Final Shuttle Voyage Closes Chapter in Human Spacefaring Saga
Jul 8, 2011 12:29 PM PT
With the weather barely permitting, the U.S. space exploration program reached another milestone on Friday: Atlantis blasted off from NASA's Kennedy Space Center on what will be the final space shuttle mission.
The flight caps 30 years of achievements including the construction of the International Space Station. Atlantis will dock with the station on Sunday.
The crew of four astronauts -- Space shuttle Commander Chris Ferguson, Pilot Doug Hurley, and Mission Specialists Sandy Magnus and Rex Walheim will carry out a number of important tasks during the shuttle's 12-day mission. They will deliver the Raffaello multipurpose logistics module filled with supplies and spare parts to the station. They will also fly the Robotic Refueling Mission to test tools needed to robotically refuel satellites in space.
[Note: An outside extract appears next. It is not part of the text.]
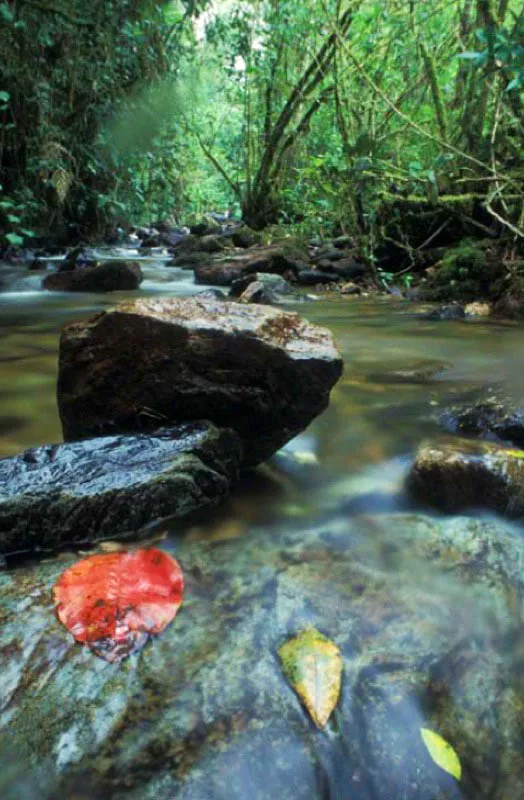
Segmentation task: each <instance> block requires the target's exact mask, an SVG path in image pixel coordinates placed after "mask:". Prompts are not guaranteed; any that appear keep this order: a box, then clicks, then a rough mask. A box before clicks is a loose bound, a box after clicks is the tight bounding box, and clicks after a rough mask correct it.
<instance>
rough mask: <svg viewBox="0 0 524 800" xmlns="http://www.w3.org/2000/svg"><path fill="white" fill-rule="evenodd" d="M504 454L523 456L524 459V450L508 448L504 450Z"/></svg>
mask: <svg viewBox="0 0 524 800" xmlns="http://www.w3.org/2000/svg"><path fill="white" fill-rule="evenodd" d="M503 454H504V455H507V456H511V458H522V459H524V450H506V451H503Z"/></svg>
In addition, the crew will bring back an ammonia pump that recently failed on the station so that engineers can improve the design for future spacecraft.
End of an Era
Despite the glow of accomplishment, scientists, space buffs and many in the business community as well are mourning the lost opportunities the program's end represents.
"For years, NASA was the pinnacle of America's scientific efforts and achievements," Charles King, principal with Pund-IT, told TechNewsWorld.
However, that perception might be rooted in his generation's experiences, he acknowledged.
"For baby boomers, exploring space was the ultimate scientific goal, and I realize that the world has moved on to other things," said King.
Still, "it seems to me that now, when the level of scientific understanding among Americans is so low, eliminating such a high-profile program is a big mistake. What we need are programs that can engage people's imaginations and get kids to study science," he suggested.
"There's something to be said for keeping people's heads in the stars."
There is so much about the universe that humankind does not understand, observed Seth D. Ginsberg, president of Global Healthy Living Foundation and self-described space geek.
The loss of the program could have an impact on advances in medical science, he told TechNewsWorld.
"Experiments done in space have translated to gains in medicine," noted Ginsberg. "I just hope that the budget cuts to NASA will translate into boosts in the budget for healthcare."
'Truly Remarkable Feat'
The Space Shuttle program has brought many benefits that deeply impacted our everyday lives, observed Jin Kang, assistant teaching professor in Drexel University's College of Engineering.
"Spinoffs of shuttle technologies include a miniature ventricular pump for the heart -- derived from the fuel pumps, and insulation and composite materials that are used in households, cars and aircrafts," he told TechNewsWorld.
However, the science community will miss the shuttle program most of all, said Kang. Without the shuttles, neither the Hubble Telescope nor the International Space Station would have been possible, but its influence goes far beyond those historic projects.
"In addition to providing a weightless environment for the scientific experiments, growth of biological organism experiments in space, and innovative material development, the shuttle program also provided a means for the young students to grow their dreams of space exploration," noted Kang. "There were many programs that enabled students to develop a space system that can be put into orbit onboard an orbiter."
You can imagine how excited the children would be to have something that they made flown in space, he added.
The retirement of the Shuttle fleet "leaves a gaping hole in easy access to space for science experiments, as well as transportation of astronauts," concluded Kang. "It was a truly remarkable feat of our time."